Heidi Strohmaier is completing her fourth year in Drexel’s doctoral program in clinical psychology. Her primary research emphasis is on forensic issues, including psychopathy, diversion for offenders with mental health and substance use issues, and legislation regarding animal maltreatment and juvenile sex offenders. Strohmaier also has clinical interests in health psychology and PTSD, particularly among veterans. During graduate school, she has completed clinical practica involving assessments and therapy with incarcerated offenders, hospitalized medical patients and adults with social anxiety disorder. She will be completing her pre-doctoral internship at the James Haley VA Medical Center in Tampa, Florida.

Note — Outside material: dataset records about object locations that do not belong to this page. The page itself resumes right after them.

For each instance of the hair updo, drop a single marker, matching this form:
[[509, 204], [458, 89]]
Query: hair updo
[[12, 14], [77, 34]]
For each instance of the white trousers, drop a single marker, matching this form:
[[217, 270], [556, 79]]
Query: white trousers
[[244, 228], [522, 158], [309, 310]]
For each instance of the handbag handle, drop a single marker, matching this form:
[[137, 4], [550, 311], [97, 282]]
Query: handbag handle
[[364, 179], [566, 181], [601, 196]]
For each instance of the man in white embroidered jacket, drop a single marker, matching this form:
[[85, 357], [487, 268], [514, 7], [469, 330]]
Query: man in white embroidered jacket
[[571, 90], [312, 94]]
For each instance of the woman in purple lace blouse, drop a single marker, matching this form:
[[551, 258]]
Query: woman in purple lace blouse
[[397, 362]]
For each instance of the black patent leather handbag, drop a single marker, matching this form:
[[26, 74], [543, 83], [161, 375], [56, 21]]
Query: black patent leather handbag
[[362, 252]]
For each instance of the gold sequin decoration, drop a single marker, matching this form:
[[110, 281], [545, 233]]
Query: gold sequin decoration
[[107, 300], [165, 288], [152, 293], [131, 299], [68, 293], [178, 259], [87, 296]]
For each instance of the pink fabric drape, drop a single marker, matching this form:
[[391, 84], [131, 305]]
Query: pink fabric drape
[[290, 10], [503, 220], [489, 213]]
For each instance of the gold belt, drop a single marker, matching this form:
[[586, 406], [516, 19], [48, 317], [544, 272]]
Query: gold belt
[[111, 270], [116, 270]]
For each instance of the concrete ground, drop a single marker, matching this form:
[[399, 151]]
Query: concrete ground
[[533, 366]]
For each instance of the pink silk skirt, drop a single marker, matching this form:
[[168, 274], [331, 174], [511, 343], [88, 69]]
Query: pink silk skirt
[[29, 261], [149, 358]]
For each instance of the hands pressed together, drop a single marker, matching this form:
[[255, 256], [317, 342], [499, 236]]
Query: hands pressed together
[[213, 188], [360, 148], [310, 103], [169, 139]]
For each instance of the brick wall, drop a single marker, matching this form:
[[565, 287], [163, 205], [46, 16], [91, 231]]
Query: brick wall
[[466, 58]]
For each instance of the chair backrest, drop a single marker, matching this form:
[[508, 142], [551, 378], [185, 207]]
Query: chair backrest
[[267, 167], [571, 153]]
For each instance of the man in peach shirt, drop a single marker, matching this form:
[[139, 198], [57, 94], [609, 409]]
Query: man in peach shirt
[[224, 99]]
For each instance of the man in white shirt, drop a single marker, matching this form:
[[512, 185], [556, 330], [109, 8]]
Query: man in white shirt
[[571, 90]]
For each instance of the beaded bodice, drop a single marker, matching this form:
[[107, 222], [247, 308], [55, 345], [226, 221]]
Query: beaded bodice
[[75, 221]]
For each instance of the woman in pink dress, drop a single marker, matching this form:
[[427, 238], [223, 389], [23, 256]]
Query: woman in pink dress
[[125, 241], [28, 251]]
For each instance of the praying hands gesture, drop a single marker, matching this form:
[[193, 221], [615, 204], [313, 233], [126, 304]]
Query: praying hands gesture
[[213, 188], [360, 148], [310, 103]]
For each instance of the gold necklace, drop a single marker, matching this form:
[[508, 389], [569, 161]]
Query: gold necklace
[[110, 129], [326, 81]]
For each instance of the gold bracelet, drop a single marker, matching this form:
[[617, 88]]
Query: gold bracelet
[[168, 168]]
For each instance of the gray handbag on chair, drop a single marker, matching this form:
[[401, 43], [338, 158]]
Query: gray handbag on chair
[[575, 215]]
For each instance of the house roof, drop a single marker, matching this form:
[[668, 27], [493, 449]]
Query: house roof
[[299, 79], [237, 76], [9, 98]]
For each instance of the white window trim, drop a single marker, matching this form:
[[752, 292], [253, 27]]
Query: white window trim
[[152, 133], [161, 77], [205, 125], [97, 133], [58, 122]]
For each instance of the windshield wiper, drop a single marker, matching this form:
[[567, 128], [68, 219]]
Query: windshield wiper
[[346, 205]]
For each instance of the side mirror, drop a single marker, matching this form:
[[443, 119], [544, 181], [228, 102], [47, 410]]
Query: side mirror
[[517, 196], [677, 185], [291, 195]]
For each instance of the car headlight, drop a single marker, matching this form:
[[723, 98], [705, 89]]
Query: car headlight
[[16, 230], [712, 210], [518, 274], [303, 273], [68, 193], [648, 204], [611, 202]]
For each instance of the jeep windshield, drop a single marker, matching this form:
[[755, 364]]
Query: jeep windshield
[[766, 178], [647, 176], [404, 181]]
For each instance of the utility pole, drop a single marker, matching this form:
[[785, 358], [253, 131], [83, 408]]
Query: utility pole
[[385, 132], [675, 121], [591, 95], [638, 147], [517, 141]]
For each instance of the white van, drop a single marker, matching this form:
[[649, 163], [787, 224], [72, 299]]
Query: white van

About Drexel’s JD/PhD Program:
Drexel University’s School of Law and College of Arts and Sciences offer a joint and integrated JD/PhD Program in law and psychology. The program melds two already ongoing successful endeavors, the JD degree in the School of Law and the PhD in clinical psychology in the Department of Psychology, thus further enhancing Drexel’s leadership in multidisciplinary education. The program provides those students who wish to pursue professional degrees in both law and psychology with a more efficient plan of study. The program is designed to be completed in seven years.